The company Nestlé is guilty of this. Whilst its chairman Peter Brabeck-Letmathe  proclaims water is a human right, the company is busily selling off drought-stricken California’s water. Nestle owns 70% of the world’s bottled water brands.

This is the way of corporations. They are seldom for the people and always for their shareholders. Separate entities with legal personhood they manage to do just about anything their shareholders wish for them to do whilst escaping accountability for any damage they incur.

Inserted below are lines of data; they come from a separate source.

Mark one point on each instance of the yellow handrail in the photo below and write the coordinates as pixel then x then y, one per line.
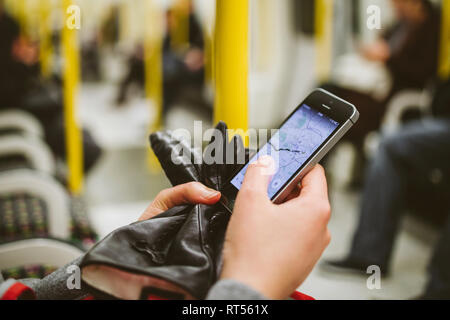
pixel 444 60
pixel 45 35
pixel 324 37
pixel 153 41
pixel 231 63
pixel 71 76
pixel 180 32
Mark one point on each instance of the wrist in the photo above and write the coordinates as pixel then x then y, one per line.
pixel 255 282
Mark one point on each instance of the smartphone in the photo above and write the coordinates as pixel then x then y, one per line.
pixel 303 139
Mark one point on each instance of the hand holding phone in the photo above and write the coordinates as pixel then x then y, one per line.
pixel 303 139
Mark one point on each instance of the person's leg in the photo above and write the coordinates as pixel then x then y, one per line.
pixel 403 160
pixel 439 283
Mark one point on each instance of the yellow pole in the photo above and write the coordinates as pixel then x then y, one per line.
pixel 153 60
pixel 324 37
pixel 180 32
pixel 153 68
pixel 231 61
pixel 74 144
pixel 45 32
pixel 444 63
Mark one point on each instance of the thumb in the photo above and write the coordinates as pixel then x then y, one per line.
pixel 190 193
pixel 258 175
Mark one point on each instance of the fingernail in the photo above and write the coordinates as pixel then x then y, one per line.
pixel 210 193
pixel 265 161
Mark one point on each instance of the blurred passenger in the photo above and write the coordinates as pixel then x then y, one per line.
pixel 21 87
pixel 181 70
pixel 399 176
pixel 409 50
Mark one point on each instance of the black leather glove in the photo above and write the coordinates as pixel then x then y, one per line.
pixel 177 254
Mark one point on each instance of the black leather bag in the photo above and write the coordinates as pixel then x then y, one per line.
pixel 176 255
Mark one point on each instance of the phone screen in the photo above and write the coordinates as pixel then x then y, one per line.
pixel 292 146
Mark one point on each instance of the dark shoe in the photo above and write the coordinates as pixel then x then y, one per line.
pixel 351 265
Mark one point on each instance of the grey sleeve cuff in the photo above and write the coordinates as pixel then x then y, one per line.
pixel 54 286
pixel 233 290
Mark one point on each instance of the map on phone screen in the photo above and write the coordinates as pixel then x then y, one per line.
pixel 296 141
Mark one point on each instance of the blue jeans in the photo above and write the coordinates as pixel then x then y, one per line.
pixel 404 160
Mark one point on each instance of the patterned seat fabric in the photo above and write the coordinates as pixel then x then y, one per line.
pixel 23 216
pixel 27 272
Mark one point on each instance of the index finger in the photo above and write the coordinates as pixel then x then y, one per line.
pixel 314 185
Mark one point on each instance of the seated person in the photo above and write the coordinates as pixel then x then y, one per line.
pixel 409 50
pixel 22 87
pixel 404 163
pixel 270 262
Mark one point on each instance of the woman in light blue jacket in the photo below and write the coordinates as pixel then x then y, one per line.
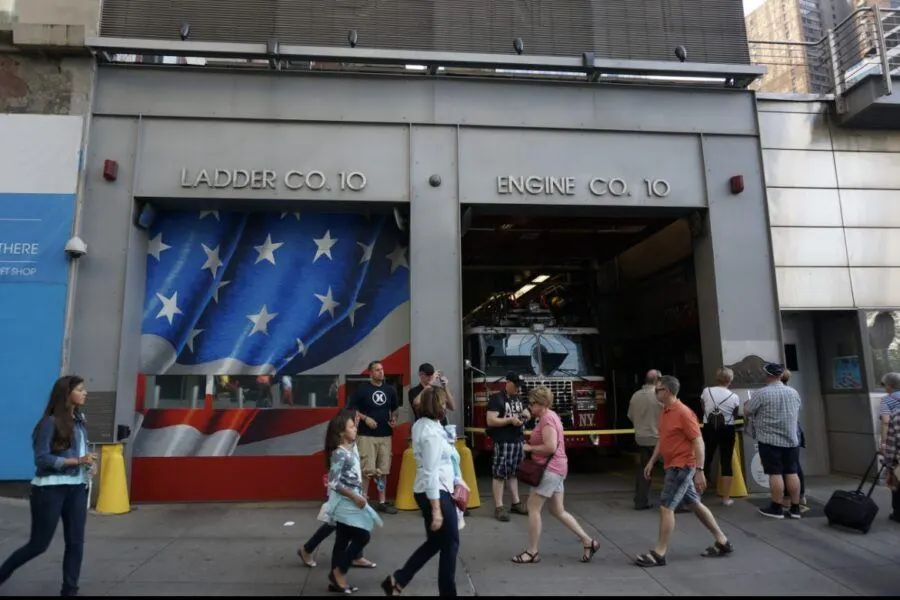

A few years back in Cochabamba Bolivia, a large corporation had privatised the water and was charging around half the income of the poor to buy it off them. So oppressive did this become it ended up with riots and even loss of life to oust the corporation and return to the previous status quo.  If there is anything you should learn on this site it is that corporations are not generally kindly companies that wish to help people. (Please watch ‘The Corporation’ movie).  Any intimation from them that they wish you well is generally just rhetoric to appease you or persuade you you to buy.  This attack on the rights of people to drink the essence of life, (and it is well established that water is essential to life itself) is a huge attack on our ultimate freedoms. Fifty years ago this line of thinking would be unheard of … unthinkable. As I’ve pointed out often here, fifty years ago most households had their own water tanks to collect rainwater. That was standard practice. And yet, today it is being put to us as being right and proper that we should not be collecting it at all. We have been seriously duped by little increments that corporations can, but not we the people. Lest I be misunderstood here, I am not against water conservation. I simply believe, like most ordinary folks, that water should not be virtually given to corporations to profiteer with, at the expense of locals who need it for day to day survival.

Welcome then to the water wars. And I’ve not even touched on water pollution and our health. In the meantime, be sure to stand up for water rights wherever they are being quietly, or not so quietly, whittled away. Next we will be charged for the air we breathe. Such is life in the twenty first century. If the water wars are new to you begin by watching the documentary Blue Gold.